Robbins-Mills Collection of Herbert Wendell Gleason
Photographic Negatives, 1899-1937

Concord Free Public Library — Special Collections

Series XIV – National Parks, 1905-1926

Louis Boucher's Dripping Springs Camp, Grand Canyon, Ariz.Series XIV (316 glass, 501 film) is organized into ten subseries. Subseries are arranged by park name in alphabetical order, and by date. Parks include: Bryce Canyon National Park and Zion Canyon National Park, Denali National Park & Preserve, Glacier National Park, Grand Canyon National Park, Mesa Verde National Park, Mount Rainier National Park, Rocky Mountain National Park, Sequoia & Kings River Canyon National Park, Yellowstone National Park and Grand Teton National Park, and Yosemite National Park. Zion Canyon is listed as a subseries of Bryce Canyon based on geographical proximity. Sequoia & Kings River Canyon are managed as one park by the National Park Service. Gleason labeled the Grand Teton images as part of Yellowstone Park.

The series includes many panoramic views of cliff and canyon, towering mountains, high plateaus, and unusual geological features including stone arches (Zion's Kolob Arch, the world's largest arch), geysers (Yellowstone's Old Faithful), "hoodoos" (fantastic rock formations found in Bryce Canyon) and hot springs. Other landscape features include: buttes, glaciers, gorges, lakes, rivers, seracs, steep trails, and cascading waterfalls. Gleason photographed subalpine flowers (polemonium elegans, erythronium, phlox diffusa, mertensia panicualta, dodecatheon crenatum, and avalanche lilies), plants (mescal, mistletoe, sagebrush, tumbleweed, and yucca), and trees including lodgepole pine, piñon pine, and sequoia. Natural phenomena include alpenglow (a reddish glow seen near sunset or sunrise on mountain summits), cloud effects, mists rising, and thunder clouds. Animals include bears, chipmunks, deer, and pack mules.

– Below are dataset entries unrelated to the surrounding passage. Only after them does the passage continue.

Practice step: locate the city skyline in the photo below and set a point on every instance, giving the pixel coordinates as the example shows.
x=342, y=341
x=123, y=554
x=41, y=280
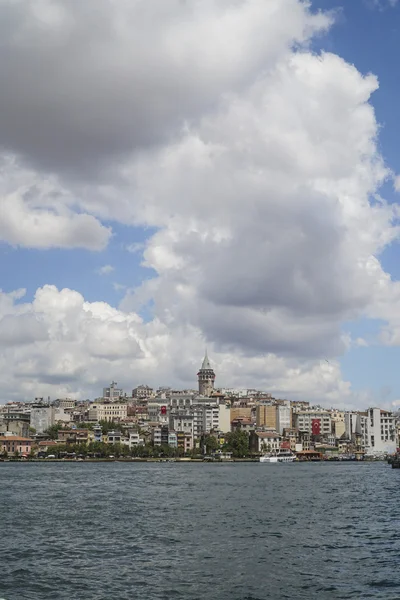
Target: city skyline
x=228, y=178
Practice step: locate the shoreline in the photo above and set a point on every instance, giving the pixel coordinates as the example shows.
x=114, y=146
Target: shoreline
x=184, y=461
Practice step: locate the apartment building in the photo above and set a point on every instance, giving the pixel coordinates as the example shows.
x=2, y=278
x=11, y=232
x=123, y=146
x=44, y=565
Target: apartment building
x=381, y=431
x=304, y=421
x=113, y=411
x=266, y=415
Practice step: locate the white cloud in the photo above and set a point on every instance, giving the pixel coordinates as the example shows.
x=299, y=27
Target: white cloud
x=254, y=160
x=105, y=270
x=36, y=212
x=75, y=347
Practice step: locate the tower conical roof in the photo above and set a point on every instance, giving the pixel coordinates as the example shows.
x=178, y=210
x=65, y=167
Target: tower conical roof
x=206, y=363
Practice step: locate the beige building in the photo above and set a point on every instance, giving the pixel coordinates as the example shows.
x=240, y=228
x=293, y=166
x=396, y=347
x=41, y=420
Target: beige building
x=240, y=412
x=114, y=411
x=266, y=416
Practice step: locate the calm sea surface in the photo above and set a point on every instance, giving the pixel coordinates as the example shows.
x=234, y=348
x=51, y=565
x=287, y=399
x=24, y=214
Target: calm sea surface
x=199, y=532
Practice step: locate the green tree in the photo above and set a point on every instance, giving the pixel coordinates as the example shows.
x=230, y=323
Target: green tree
x=210, y=443
x=237, y=442
x=52, y=432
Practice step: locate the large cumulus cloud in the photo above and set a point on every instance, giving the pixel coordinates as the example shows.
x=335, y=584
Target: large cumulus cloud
x=253, y=158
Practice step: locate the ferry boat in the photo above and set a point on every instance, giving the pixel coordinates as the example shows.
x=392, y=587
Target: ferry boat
x=281, y=456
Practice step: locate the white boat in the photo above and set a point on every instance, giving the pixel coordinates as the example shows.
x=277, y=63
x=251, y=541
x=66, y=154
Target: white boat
x=280, y=456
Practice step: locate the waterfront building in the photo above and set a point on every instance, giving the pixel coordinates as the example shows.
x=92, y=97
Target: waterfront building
x=142, y=392
x=206, y=378
x=356, y=429
x=306, y=421
x=381, y=431
x=73, y=436
x=135, y=439
x=265, y=441
x=241, y=412
x=172, y=439
x=113, y=393
x=243, y=425
x=14, y=443
x=283, y=416
x=65, y=403
x=266, y=414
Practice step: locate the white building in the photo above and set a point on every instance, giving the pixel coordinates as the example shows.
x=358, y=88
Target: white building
x=268, y=441
x=135, y=439
x=356, y=428
x=381, y=431
x=305, y=418
x=283, y=417
x=113, y=393
x=181, y=421
x=141, y=392
x=158, y=412
x=42, y=418
x=114, y=411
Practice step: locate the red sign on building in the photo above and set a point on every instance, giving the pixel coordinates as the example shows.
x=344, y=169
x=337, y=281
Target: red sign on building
x=316, y=426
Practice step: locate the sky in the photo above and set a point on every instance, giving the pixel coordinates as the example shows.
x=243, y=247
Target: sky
x=179, y=175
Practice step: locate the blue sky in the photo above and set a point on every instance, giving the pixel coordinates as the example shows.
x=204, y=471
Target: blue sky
x=153, y=131
x=368, y=36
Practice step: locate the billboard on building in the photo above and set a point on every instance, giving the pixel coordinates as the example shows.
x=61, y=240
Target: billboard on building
x=316, y=426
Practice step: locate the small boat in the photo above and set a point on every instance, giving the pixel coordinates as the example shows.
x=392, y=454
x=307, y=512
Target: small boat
x=280, y=456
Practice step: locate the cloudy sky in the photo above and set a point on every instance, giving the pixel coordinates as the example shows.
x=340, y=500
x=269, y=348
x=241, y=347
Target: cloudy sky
x=176, y=174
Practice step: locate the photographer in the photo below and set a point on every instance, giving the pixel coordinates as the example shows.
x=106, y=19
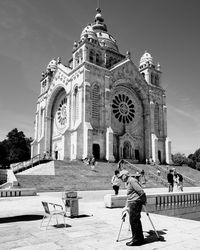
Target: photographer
x=136, y=197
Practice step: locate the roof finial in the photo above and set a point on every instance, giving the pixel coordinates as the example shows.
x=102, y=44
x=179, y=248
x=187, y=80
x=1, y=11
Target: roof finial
x=98, y=7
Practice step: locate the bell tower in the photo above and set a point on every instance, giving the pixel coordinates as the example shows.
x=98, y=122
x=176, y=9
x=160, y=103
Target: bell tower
x=150, y=72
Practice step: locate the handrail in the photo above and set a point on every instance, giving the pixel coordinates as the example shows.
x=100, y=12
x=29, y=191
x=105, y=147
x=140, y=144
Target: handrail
x=25, y=164
x=149, y=173
x=187, y=179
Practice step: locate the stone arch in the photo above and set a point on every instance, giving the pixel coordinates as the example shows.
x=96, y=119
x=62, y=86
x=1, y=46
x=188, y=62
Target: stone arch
x=141, y=92
x=95, y=103
x=156, y=119
x=51, y=101
x=136, y=87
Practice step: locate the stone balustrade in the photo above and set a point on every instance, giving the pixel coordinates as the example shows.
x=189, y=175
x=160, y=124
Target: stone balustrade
x=17, y=192
x=184, y=204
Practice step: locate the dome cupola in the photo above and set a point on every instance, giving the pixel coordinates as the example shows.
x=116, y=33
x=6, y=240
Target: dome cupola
x=98, y=31
x=146, y=59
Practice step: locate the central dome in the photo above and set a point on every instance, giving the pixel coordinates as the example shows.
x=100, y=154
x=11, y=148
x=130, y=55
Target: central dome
x=98, y=31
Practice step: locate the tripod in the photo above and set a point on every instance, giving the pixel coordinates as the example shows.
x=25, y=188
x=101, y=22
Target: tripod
x=123, y=220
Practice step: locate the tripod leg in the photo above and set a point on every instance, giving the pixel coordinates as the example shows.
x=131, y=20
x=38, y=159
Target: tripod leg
x=120, y=230
x=151, y=222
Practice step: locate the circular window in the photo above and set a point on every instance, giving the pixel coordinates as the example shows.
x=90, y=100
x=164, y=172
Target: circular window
x=123, y=108
x=61, y=113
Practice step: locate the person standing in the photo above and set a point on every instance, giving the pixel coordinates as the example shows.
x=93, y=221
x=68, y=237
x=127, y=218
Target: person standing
x=115, y=182
x=136, y=198
x=180, y=185
x=170, y=179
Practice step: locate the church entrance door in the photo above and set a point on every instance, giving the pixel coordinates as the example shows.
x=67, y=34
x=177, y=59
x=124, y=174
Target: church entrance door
x=96, y=151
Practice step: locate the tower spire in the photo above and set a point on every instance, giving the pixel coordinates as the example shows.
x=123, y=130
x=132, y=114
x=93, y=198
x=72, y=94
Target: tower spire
x=98, y=5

Hotels include Glacier Park Hotel, Mammoth Springs Hotel (Yellowstone), Old Faithful Inn (Yellowstone), and Paradise Inn (Mt. Rainier). Portraits of individuals include Mr. & Mrs. Emerson, J.B. Fett, Desmond Fitzgerald, E.W. Hamden, Stephen T. Mather (first director of the National Park Service and Gleason's friend), Frederick Law Olmsted II, Mr. D.S. Spencer, Mr. Reeves, Harold Russell, Jack Scheidell, and R.C. Syrett (he ran the first tourist facilities at Bryce Canyon). Gleason appears in photographs at Echo Canyon, Zion National Park, and on the Hermit Trail at Grand Canyon National Park. Of interest is Gleason's image of "Louis Boucher's Dripping Springs Camp, July 5, 1907" (XIV.D.1907.12). Gleason's tripod and other camera equipment can be seen in the photograph resting on the table.

Gleason accompanied the Sierra Club's expedition to Mt. Rainier in 1905. Included in the Sierra Club scenes is a dramatic image of a single file of climbers making their way up Mt. Rainier (XIV.F.1905.68). Mt. Rainier is the most heavily glaciated peak in the contiguous U.S., and Gleason photographed many of its glaciers including Carbon Glacier, Cowlitz Glacier, Emmons Glacier, Grinnell Glacier, Inter Glacier, and Nisqually Glacier. Copies from other works include images of Mt. Rainier photographed by Asahel Curtis.

Gleason's Yellowstone images taken in 1921 helped defeat legislation that would have allowed reclamation projects in the national park. Gleason's photograph of Bubb Creek Falls in Yellowstone was used in the National Park Service 1919 Annual Report. Twenty-nine images were published in Crossette's The Western Wilderness of North America (1972).